The case involves Joshua DeShaney, a four-year-old who was so severely beaten by his custodial father that he fell into a life-threatening coma, suffering traumatic head injuries that caused life-long brain damage and profound retardation. What's worse, the county's department of social services had visited the family a number of times during the previous two years because of suspicions of abuse, noticing repeated injuries, yet essentially did nothing.
A lawsuit was filed on Joshua's behalf, claiming that his constitutional rights were violated by the state's failure to intervene to protect him against a known risk of violence. Chief Justice Rehnquist commanded a 6-3 majority, holding that the state had no affirmative duty to protect Joshua despite everything it knew.
Justice Brennan wrote the more formal, legal dissent, but it's Justice Blackmun's separate dissent that everyone remembers. Blackmun decried the "sterile formalism" which led to the court's result, and concluded in personal language uncharacteristic for a Supreme Court opinion as follows (internal cites deleted):
[T]he question presented by this case is an open one, and our Fourteenth Amendment precedents may be read more broadly or narrowly depending upon how one chooses to read them. Faced with the choice, I would adopt a "sympathetic" reading, one which comports with dictates of fundamental justice and recognizes that compassion need not be exiled from the province of judging. Cf. A. Stone, Law, Psychiatry, and Morality 262 (1984) ("We will make mistakes if we go forward, but doing nothing can be the worst mistake. What is required of us is moral ambition. Until our composite sketch becomes a true portrait of humanity we must live with our uncertainty; we will grope, we will struggle, and our compassion may be our only guide and comfort").

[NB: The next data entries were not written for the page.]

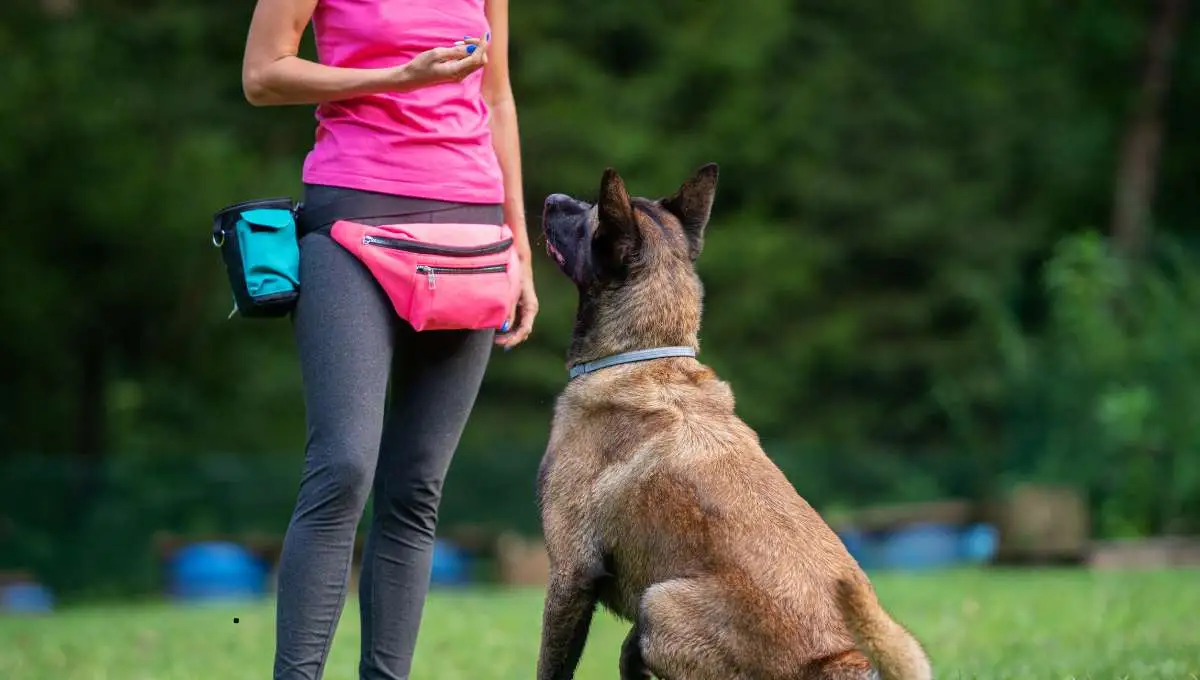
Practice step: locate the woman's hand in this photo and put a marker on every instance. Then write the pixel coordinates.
(520, 325)
(273, 74)
(443, 64)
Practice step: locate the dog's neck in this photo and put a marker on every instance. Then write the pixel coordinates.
(600, 332)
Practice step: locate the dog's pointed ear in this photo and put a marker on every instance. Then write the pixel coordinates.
(616, 235)
(693, 204)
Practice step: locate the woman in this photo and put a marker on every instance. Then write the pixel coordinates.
(415, 124)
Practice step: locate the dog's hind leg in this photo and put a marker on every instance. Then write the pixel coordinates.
(679, 633)
(846, 666)
(633, 666)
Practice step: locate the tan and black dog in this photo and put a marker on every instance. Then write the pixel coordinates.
(658, 500)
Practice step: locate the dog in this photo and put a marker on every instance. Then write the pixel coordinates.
(658, 501)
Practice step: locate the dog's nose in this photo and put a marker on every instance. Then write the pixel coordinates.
(558, 200)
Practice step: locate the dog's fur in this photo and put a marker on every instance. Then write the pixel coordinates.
(658, 500)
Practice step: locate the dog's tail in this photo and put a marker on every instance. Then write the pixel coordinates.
(893, 651)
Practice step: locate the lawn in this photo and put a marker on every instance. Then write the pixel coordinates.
(994, 625)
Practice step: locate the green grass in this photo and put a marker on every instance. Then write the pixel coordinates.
(996, 625)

Poor Joshua! Victim of repeated attacks by an irresponsible, bullying, cowardly, and intemperate father, and abandoned by respondents who placed him in a dangerous predicament and who knew or learned what was going on, and yet did essentially nothing except, as the Court revealingly observes, "dutifully recorded these incidents in [their] files." It is a sad commentary upon American life, and constitutional principles - so full of late of patriotic fervor and proud proclamations about "liberty and justice for all" - that this child, Joshua DeShaney, now is assigned to live out the remainder of his life profoundly retarded. Joshua and his mother, as petitioners here, deserve - but now are denied by this Court - the opportunity to have the facts of their case considered in the light of the constitutional protection that 42 U.S.C. 1983 is meant to provide.
Justice Blackmun never lost sight of the people whose lives were being affected by Supreme Court's decisions, and for that, we are all in his debt.